Courte piste - États-Unis - Olivier Jean victime d'un sabotage?



Courte piste - États-Unis - Olivier Jean victime d'un sabotage?

Déjà accusé de violence par plusieurs patineurs américains, l'entraîneur sud-coréen Jae Su-chun aurait demandé à un de ses athlètes de saboter les lames du patineur québécois Olivier Jean lors des mondiaux de 2011.

Cette révélation du quotidien The Chicago Tribune vient de la demande d'arbitrage déposée mardi.

Cette histoire de sabotage fait partie des informations contenues dans la demande de 13 athlètes américains de démettre Jae Su-chun de ses fonctions d'entraîneur de l'équipe nationale américaine.

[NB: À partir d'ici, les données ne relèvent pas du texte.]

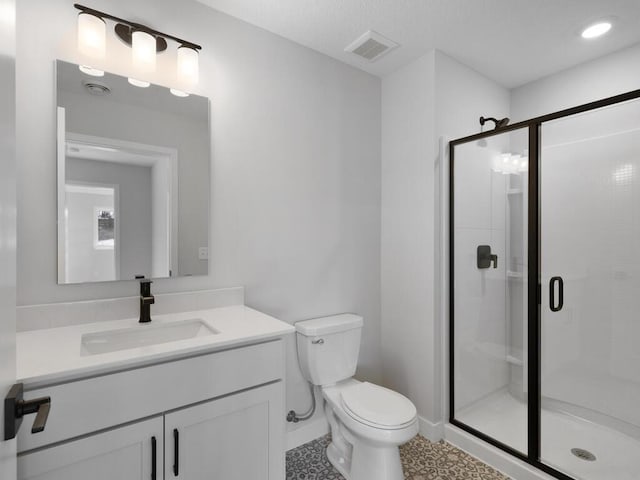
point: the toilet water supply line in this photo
(292, 416)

Le sabotage aurait eu lieu lors des mondiaux de courte piste en 2011 à Varsovie, auxquels participait Olivier Jean. L'athlète américain Simon Cho, médaillé de bronze aux Jeux olympiques de 2010, aurait admis avoir saboté les lames d'un patineur canadien lors de ces championnats.

Selon la demande d'arbitrage, Cho aurait écrit à un ami : « C'est mon plus lourd secret, et je le regrette. Je sais que j'ai fait une grosse bêtise. J'aimerais reculer dans le temps, mais je ne peux pas, et je devrai vivre avec les conséquences. »

Il n'a toujours pas commenté publiquement son geste.

Selon les informations contenues dans la demande d'arbitrage, le patineur canadien n'a pas pu participer à la compétition du relais 5000 mètres.

« Au début de la course, il y a eu un problème avec les lames d'Olivier, et il n'avait pas le temps de les réparer, peut-on lire dans un compte-rendu de l'équipe canadienne à l'époque des mondiaux de 2011. Avec seulement 3 patineurs, le Canada a dû se contenter de la quatrième place. »

Interrogé par Radio-Canada Sports, jeudi, à l'aréna Maurice-Richard de Montréal, Olivier Jean n'a pas été surpris de la révélation.

« J'avais des doutes depuis les Championnats du monde, a-t-il expliqué. Au premier tour, j'ai vu que ma lame était brisée et que je ne pouvais pas patiner. On n'a pas trop compris, et on a eu un doute. J'avais effacé un peu cette histoire-là, et je l'ai prise en riant hier soir. On ne peut pas changer le passé. »

« On n'espère jamais ça de notre sport, on veut toujours que tout le monde ait un bel esprit d'équipe, a-t-il ajouté. C'est vrai que c'est décevant d'apprendre que c'est la réalité. Mais on ne peut pas effacer le passé, et je veux encore gagner des courses, donc je ne perdrai pas d'énergie avec un championnat du monde d'il y a deux ans. »

À l'époque, l'histoire s'était terminée sans preuve, « avec des hypothèses seulement », a précisé Jean.

Pour le Comité olympique américain, cette affaire exige la prudence.

« Ce sont des accusations très sérieuses qu'il faut étudier de près pour vérifier leur véracité, a expliqué une porte-parole du Comité olympique américain, mercredi. Nous comprenons que la fédération américaine de patinage de vitesse enquête à ce sujet. Tant que nous ne connaîtrons pas les résultats de cette enquête, il serait inopportun de faire d'autres commentaires. »

La fédération américaine de patinage de vitesse (US Speedskating) a suspendu provisoirement l'entraîneur sud-coréen, mais n'a pas retiré son profil de son site Web.

Jae Su-chun n'a pas réagi aux preuves qui s'accumulent contre lui.

« Jae Su-chun est content de voir que l'enquête suit son cours », a dit un ami de l'entraîneur, qui avait déjà publié un démenti au sujet des allégations de violence.